If you've graduated to the Dark Side of the gym, good on ya! If you've been there for a while and still aren't seeing results, take a close look at what you're doing. Did you move up in weight and then stop, deciding the 15 or 20 lb. dumbbells were good enough? Do you do the same exercises, in the same order, and possibly even with bad form? This last point can be tough because there are few people that truly understand good form (yes, even trainers!). I see it so often that it seems to be the norm. I used to be tempted to help but have found that this is more often met with defensiveness. While I always preface help with "Would you be interested in how to make that exercise more effective?", this is most often heard as "You're doing that wrong" and no one wants to hear that. And, sometimes it's hard to break from what we've been doing-even if the results are less than stellar.
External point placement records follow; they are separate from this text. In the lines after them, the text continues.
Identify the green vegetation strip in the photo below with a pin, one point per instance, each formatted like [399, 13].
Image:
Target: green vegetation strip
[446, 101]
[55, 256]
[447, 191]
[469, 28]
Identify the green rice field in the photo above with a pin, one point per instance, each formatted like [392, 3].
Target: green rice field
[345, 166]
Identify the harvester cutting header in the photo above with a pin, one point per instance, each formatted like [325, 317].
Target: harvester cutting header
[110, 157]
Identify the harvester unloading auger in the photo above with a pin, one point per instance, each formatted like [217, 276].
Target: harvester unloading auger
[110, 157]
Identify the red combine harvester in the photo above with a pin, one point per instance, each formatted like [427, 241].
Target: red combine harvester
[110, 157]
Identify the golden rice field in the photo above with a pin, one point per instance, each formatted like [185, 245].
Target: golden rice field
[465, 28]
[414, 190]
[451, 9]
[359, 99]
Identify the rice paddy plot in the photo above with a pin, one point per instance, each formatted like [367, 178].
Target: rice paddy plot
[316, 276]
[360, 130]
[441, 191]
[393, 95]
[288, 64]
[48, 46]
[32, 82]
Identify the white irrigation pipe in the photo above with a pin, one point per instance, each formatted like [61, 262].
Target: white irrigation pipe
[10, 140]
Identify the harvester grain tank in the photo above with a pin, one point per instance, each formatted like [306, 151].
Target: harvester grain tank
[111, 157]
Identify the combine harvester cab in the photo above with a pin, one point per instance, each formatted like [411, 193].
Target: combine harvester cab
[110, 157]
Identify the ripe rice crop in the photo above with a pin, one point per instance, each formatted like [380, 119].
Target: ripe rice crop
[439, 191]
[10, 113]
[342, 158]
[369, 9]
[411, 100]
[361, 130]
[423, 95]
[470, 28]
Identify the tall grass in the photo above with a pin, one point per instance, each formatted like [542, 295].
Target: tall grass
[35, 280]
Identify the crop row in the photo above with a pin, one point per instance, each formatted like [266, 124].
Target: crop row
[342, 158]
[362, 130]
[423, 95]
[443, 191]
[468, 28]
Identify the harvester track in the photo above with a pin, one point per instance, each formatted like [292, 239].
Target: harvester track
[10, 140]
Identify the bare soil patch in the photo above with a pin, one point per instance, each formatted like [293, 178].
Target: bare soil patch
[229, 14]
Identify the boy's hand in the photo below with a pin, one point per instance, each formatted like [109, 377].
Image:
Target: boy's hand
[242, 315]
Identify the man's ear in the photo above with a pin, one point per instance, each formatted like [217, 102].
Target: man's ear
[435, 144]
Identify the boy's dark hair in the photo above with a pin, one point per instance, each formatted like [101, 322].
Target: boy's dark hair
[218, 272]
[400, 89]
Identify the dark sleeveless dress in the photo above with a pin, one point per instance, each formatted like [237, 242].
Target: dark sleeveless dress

Breaking bad form means upsetting muscle memory. Ask a golfer how hard that can be to do! Ever heard the phrase 'Practice makes perfect'? Think of it this way: it only makes 'perfect' if it's been perfect practice. Men are particularly prone to the use of bad form in lieu of heavy weight so if you've been watching guys do exercises and you copy them because you think they should know what they're doing, just remember the Herd mentality. You'd do far better to find a woman who looks like she knows what she's doing and ask her advice. Go an additional step beyond that and follow up on what she advised by doing your own research. My favorite source is still bodybuilding.com
Bottom line? If you want all the hard work to be visible, make sure it's hard work. Remember-if it were easy to do, everyone would be doing it! One of the best parts of training, to me, is the transference to other parts of your life. You do become stronger physically but the mental gains may make you feel like a snack-size buddha!
And don't forget your training partners: diet, rest, patience and consistency. If you don't invite them to the party, there will be no celebration.